A experiência de vida russa também foi marcante para ambas.
“Me marcou muito por causa do idioma, além de ser um país fascinante pela sua história e cultura. Posso lembrar das longas viagens de trem no meio da noite para ir jogar, carregando o bolsão com roupa térmica e a plataforma coberta de neve”, recorda a pivô que, certa vez em São Petersburgo, fugiu da intérprete para conhecer as estações de metrô da cidade, em sua opinião “umas obras de arte”.
Para Adrianinha, “minha experiência lá foi ótima. Um campeonato muito bom. E ainda tinha outras brasileiras do vôlei, gente do futsal, do Rubin Kazan (equipe de futebol da cidade). Foi um desafio, principalmente porque conheci uma cultura completamente diferente. Foram três meses de neve que não dá pra esquecer. Minha filha começou a andar lá – olha que chique”, diz Adrianinha aos risos.
Infelizmente, a memória iconográfica de Alessandra pelas andanças na Rússia não está no Brasil. As fotos, reveladas em uma época em que as câmeras de celular ainda não eram tão tecnológicas, ficaram em sua casa na Itália, outro país que pode ver o talento das duas em quadra.
O título da LBF CAIXA em 2013, para Adrianinha, “foi muito importante e marcante, porque foi o último da minha carreira.
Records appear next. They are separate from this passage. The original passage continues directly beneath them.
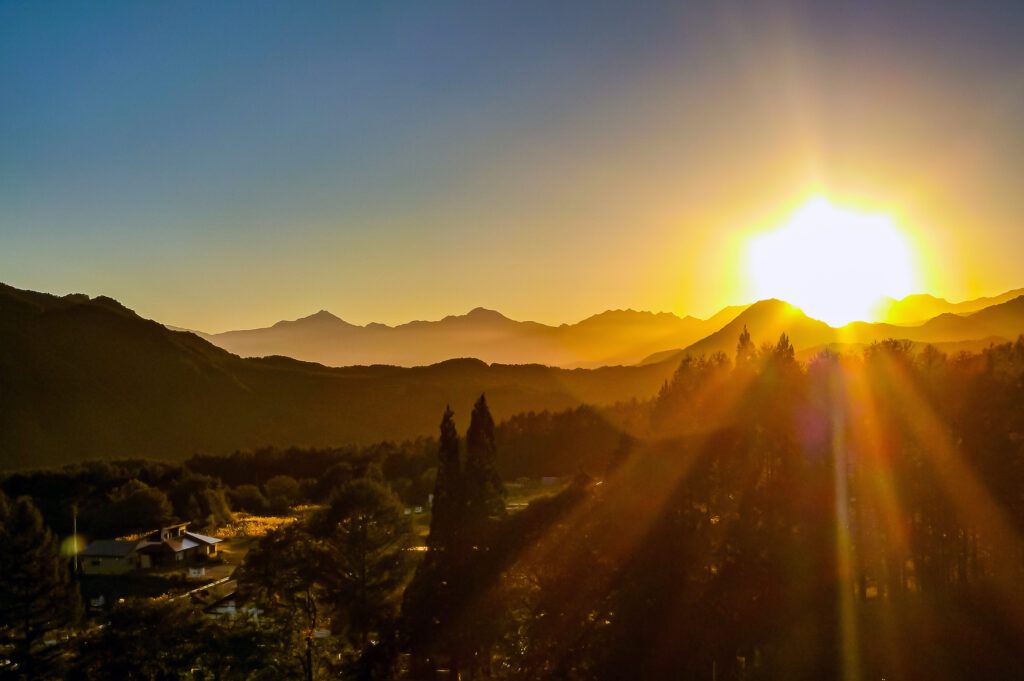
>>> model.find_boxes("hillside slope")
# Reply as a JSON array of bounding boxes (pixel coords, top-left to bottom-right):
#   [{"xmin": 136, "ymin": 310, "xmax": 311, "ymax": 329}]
[{"xmin": 0, "ymin": 285, "xmax": 674, "ymax": 468}]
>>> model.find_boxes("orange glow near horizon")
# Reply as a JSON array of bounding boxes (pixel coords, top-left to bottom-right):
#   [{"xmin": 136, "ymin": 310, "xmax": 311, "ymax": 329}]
[{"xmin": 746, "ymin": 197, "xmax": 921, "ymax": 327}]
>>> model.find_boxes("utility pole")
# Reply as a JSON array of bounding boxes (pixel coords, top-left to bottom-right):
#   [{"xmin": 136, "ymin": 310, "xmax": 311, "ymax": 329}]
[
  {"xmin": 71, "ymin": 504, "xmax": 78, "ymax": 578},
  {"xmin": 306, "ymin": 632, "xmax": 313, "ymax": 681}
]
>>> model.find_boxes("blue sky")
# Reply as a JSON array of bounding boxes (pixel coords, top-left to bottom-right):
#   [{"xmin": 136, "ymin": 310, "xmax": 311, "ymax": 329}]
[{"xmin": 0, "ymin": 0, "xmax": 1024, "ymax": 331}]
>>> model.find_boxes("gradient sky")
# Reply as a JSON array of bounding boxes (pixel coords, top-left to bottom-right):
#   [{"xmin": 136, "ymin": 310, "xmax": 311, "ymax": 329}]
[{"xmin": 0, "ymin": 0, "xmax": 1024, "ymax": 331}]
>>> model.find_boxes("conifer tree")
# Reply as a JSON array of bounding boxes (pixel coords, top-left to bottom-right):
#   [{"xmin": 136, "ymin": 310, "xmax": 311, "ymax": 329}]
[
  {"xmin": 464, "ymin": 394, "xmax": 505, "ymax": 524},
  {"xmin": 427, "ymin": 407, "xmax": 463, "ymax": 551},
  {"xmin": 736, "ymin": 324, "xmax": 757, "ymax": 368},
  {"xmin": 0, "ymin": 497, "xmax": 81, "ymax": 679}
]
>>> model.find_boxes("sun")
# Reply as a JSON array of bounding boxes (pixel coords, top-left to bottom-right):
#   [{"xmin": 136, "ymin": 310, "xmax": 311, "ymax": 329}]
[{"xmin": 746, "ymin": 197, "xmax": 918, "ymax": 327}]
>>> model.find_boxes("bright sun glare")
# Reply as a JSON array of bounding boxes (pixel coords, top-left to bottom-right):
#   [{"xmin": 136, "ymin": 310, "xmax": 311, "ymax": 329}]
[{"xmin": 748, "ymin": 197, "xmax": 916, "ymax": 327}]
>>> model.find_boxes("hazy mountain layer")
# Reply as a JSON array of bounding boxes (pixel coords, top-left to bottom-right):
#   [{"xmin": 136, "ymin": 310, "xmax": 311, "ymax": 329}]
[
  {"xmin": 202, "ymin": 306, "xmax": 743, "ymax": 368},
  {"xmin": 644, "ymin": 295, "xmax": 1024, "ymax": 364},
  {"xmin": 882, "ymin": 289, "xmax": 1024, "ymax": 326}
]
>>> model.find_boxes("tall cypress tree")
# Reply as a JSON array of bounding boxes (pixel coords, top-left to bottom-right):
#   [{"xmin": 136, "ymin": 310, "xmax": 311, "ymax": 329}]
[
  {"xmin": 401, "ymin": 407, "xmax": 466, "ymax": 678},
  {"xmin": 427, "ymin": 407, "xmax": 462, "ymax": 552},
  {"xmin": 464, "ymin": 394, "xmax": 505, "ymax": 524}
]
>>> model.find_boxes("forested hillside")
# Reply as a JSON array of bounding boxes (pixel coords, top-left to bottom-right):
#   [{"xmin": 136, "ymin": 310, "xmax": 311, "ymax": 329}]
[{"xmin": 0, "ymin": 286, "xmax": 674, "ymax": 468}]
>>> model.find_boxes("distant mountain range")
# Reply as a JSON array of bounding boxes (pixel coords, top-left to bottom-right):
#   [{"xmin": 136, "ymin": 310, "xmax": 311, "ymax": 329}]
[
  {"xmin": 641, "ymin": 295, "xmax": 1024, "ymax": 365},
  {"xmin": 197, "ymin": 289, "xmax": 1024, "ymax": 368},
  {"xmin": 0, "ymin": 285, "xmax": 675, "ymax": 469},
  {"xmin": 197, "ymin": 306, "xmax": 743, "ymax": 368},
  {"xmin": 880, "ymin": 289, "xmax": 1024, "ymax": 326},
  {"xmin": 0, "ymin": 285, "xmax": 1024, "ymax": 469}
]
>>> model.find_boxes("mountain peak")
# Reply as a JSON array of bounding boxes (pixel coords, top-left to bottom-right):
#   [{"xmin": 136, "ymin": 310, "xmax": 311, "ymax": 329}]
[
  {"xmin": 273, "ymin": 309, "xmax": 351, "ymax": 327},
  {"xmin": 466, "ymin": 307, "xmax": 508, "ymax": 320}
]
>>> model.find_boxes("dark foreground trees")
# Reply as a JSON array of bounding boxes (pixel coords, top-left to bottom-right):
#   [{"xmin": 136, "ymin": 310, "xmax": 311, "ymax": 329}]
[
  {"xmin": 0, "ymin": 493, "xmax": 81, "ymax": 680},
  {"xmin": 238, "ymin": 478, "xmax": 413, "ymax": 678}
]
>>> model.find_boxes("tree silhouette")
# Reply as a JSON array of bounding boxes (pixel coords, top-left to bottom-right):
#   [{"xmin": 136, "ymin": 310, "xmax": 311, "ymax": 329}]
[
  {"xmin": 0, "ymin": 497, "xmax": 81, "ymax": 679},
  {"xmin": 463, "ymin": 394, "xmax": 505, "ymax": 522}
]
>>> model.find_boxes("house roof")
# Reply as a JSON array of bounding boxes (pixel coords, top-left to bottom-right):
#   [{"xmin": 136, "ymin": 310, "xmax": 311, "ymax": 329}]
[
  {"xmin": 78, "ymin": 539, "xmax": 137, "ymax": 558},
  {"xmin": 138, "ymin": 537, "xmax": 199, "ymax": 553},
  {"xmin": 185, "ymin": 530, "xmax": 224, "ymax": 544}
]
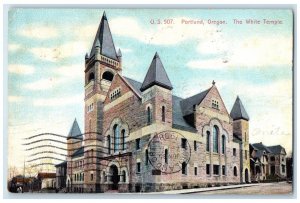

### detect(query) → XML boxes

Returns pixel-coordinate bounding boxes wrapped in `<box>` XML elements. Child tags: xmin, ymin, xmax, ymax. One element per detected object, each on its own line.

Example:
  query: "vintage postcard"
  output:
<box><xmin>6</xmin><ymin>7</ymin><xmax>294</xmax><ymax>197</ymax></box>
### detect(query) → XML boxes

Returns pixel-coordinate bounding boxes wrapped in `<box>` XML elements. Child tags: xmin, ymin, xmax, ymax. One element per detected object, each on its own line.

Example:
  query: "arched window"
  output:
<box><xmin>121</xmin><ymin>129</ymin><xmax>126</xmax><ymax>150</ymax></box>
<box><xmin>122</xmin><ymin>170</ymin><xmax>126</xmax><ymax>183</ymax></box>
<box><xmin>161</xmin><ymin>106</ymin><xmax>166</xmax><ymax>122</ymax></box>
<box><xmin>213</xmin><ymin>126</ymin><xmax>219</xmax><ymax>153</ymax></box>
<box><xmin>181</xmin><ymin>162</ymin><xmax>187</xmax><ymax>175</ymax></box>
<box><xmin>147</xmin><ymin>106</ymin><xmax>152</xmax><ymax>125</ymax></box>
<box><xmin>206</xmin><ymin>131</ymin><xmax>210</xmax><ymax>152</ymax></box>
<box><xmin>233</xmin><ymin>166</ymin><xmax>237</xmax><ymax>176</ymax></box>
<box><xmin>222</xmin><ymin>135</ymin><xmax>226</xmax><ymax>154</ymax></box>
<box><xmin>102</xmin><ymin>171</ymin><xmax>107</xmax><ymax>182</ymax></box>
<box><xmin>114</xmin><ymin>124</ymin><xmax>120</xmax><ymax>152</ymax></box>
<box><xmin>145</xmin><ymin>149</ymin><xmax>149</xmax><ymax>166</ymax></box>
<box><xmin>165</xmin><ymin>149</ymin><xmax>169</xmax><ymax>164</ymax></box>
<box><xmin>107</xmin><ymin>135</ymin><xmax>111</xmax><ymax>154</ymax></box>
<box><xmin>88</xmin><ymin>72</ymin><xmax>95</xmax><ymax>82</ymax></box>
<box><xmin>102</xmin><ymin>71</ymin><xmax>114</xmax><ymax>81</ymax></box>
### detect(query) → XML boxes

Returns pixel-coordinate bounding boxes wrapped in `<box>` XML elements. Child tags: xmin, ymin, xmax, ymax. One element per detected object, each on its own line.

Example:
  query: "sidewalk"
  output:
<box><xmin>144</xmin><ymin>183</ymin><xmax>268</xmax><ymax>194</ymax></box>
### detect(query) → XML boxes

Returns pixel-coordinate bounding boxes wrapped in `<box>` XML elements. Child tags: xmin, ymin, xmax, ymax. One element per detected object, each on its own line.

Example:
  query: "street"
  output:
<box><xmin>192</xmin><ymin>182</ymin><xmax>293</xmax><ymax>195</ymax></box>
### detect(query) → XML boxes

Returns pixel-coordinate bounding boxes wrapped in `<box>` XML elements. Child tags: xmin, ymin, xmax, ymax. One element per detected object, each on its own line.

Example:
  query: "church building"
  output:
<box><xmin>66</xmin><ymin>13</ymin><xmax>251</xmax><ymax>192</ymax></box>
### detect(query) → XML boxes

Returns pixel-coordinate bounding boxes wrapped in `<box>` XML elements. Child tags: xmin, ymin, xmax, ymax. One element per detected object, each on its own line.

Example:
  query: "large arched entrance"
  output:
<box><xmin>245</xmin><ymin>168</ymin><xmax>249</xmax><ymax>183</ymax></box>
<box><xmin>109</xmin><ymin>165</ymin><xmax>120</xmax><ymax>190</ymax></box>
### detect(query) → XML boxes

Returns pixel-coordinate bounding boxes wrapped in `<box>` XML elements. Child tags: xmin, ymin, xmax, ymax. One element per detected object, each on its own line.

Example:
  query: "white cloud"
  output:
<box><xmin>117</xmin><ymin>47</ymin><xmax>132</xmax><ymax>53</ymax></box>
<box><xmin>8</xmin><ymin>43</ymin><xmax>21</xmax><ymax>52</ymax></box>
<box><xmin>19</xmin><ymin>24</ymin><xmax>58</xmax><ymax>39</ymax></box>
<box><xmin>8</xmin><ymin>95</ymin><xmax>24</xmax><ymax>102</ymax></box>
<box><xmin>187</xmin><ymin>58</ymin><xmax>228</xmax><ymax>69</ymax></box>
<box><xmin>33</xmin><ymin>94</ymin><xmax>84</xmax><ymax>106</ymax></box>
<box><xmin>53</xmin><ymin>64</ymin><xmax>84</xmax><ymax>80</ymax></box>
<box><xmin>24</xmin><ymin>64</ymin><xmax>84</xmax><ymax>90</ymax></box>
<box><xmin>110</xmin><ymin>17</ymin><xmax>218</xmax><ymax>45</ymax></box>
<box><xmin>29</xmin><ymin>41</ymin><xmax>88</xmax><ymax>62</ymax></box>
<box><xmin>187</xmin><ymin>35</ymin><xmax>293</xmax><ymax>69</ymax></box>
<box><xmin>8</xmin><ymin>64</ymin><xmax>34</xmax><ymax>75</ymax></box>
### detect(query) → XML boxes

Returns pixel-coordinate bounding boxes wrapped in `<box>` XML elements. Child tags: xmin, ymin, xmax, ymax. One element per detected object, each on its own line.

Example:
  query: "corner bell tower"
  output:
<box><xmin>84</xmin><ymin>12</ymin><xmax>122</xmax><ymax>192</ymax></box>
<box><xmin>230</xmin><ymin>96</ymin><xmax>251</xmax><ymax>182</ymax></box>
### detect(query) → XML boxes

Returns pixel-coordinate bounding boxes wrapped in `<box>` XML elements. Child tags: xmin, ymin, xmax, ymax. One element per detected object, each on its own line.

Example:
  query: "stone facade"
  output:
<box><xmin>67</xmin><ymin>11</ymin><xmax>250</xmax><ymax>192</ymax></box>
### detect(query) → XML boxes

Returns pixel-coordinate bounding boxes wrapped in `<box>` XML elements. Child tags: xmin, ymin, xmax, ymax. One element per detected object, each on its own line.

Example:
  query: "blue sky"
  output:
<box><xmin>8</xmin><ymin>9</ymin><xmax>293</xmax><ymax>170</ymax></box>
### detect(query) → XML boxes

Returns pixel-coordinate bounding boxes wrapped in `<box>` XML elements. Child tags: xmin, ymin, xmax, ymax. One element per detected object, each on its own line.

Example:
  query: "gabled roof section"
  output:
<box><xmin>172</xmin><ymin>95</ymin><xmax>197</xmax><ymax>132</ymax></box>
<box><xmin>90</xmin><ymin>11</ymin><xmax>118</xmax><ymax>60</ymax></box>
<box><xmin>180</xmin><ymin>87</ymin><xmax>211</xmax><ymax>116</ymax></box>
<box><xmin>67</xmin><ymin>118</ymin><xmax>83</xmax><ymax>140</ymax></box>
<box><xmin>268</xmin><ymin>145</ymin><xmax>286</xmax><ymax>154</ymax></box>
<box><xmin>230</xmin><ymin>96</ymin><xmax>249</xmax><ymax>121</ymax></box>
<box><xmin>233</xmin><ymin>133</ymin><xmax>242</xmax><ymax>143</ymax></box>
<box><xmin>123</xmin><ymin>76</ymin><xmax>142</xmax><ymax>95</ymax></box>
<box><xmin>72</xmin><ymin>147</ymin><xmax>84</xmax><ymax>158</ymax></box>
<box><xmin>252</xmin><ymin>142</ymin><xmax>272</xmax><ymax>153</ymax></box>
<box><xmin>140</xmin><ymin>52</ymin><xmax>173</xmax><ymax>91</ymax></box>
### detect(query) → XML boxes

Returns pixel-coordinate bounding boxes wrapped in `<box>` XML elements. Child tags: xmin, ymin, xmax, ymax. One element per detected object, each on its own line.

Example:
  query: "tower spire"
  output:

Especial por ser no Brasil e diante de uma torcida grande como a do Sport”.
Alessandra complementou: “Foi uma experiência totalmente diferente, pois foi a primeira vez que joguei em um time com camisa de futebol, com uma torcida fanática e no nordeste. Adorei e, além do mais, é o título que tenho da LBF”.
Seleção, olimpíadas, Itália, Rússia, Sport Recife. A carreira das duas se encontrou várias vezes, atravessando continentes e marcada por muitas vitórias.
“A nossa parceria foi muito boa, pois para um pivô jogar bem ele necessita de um grande armador, além de exímios chutadores”, diz Alessandra.
“Fomos parceiras muitas vezes e ela me ajudou muito na Europa, inclusive me indicou na minha primeira equipe na Itália”, finaliza Adrianinha.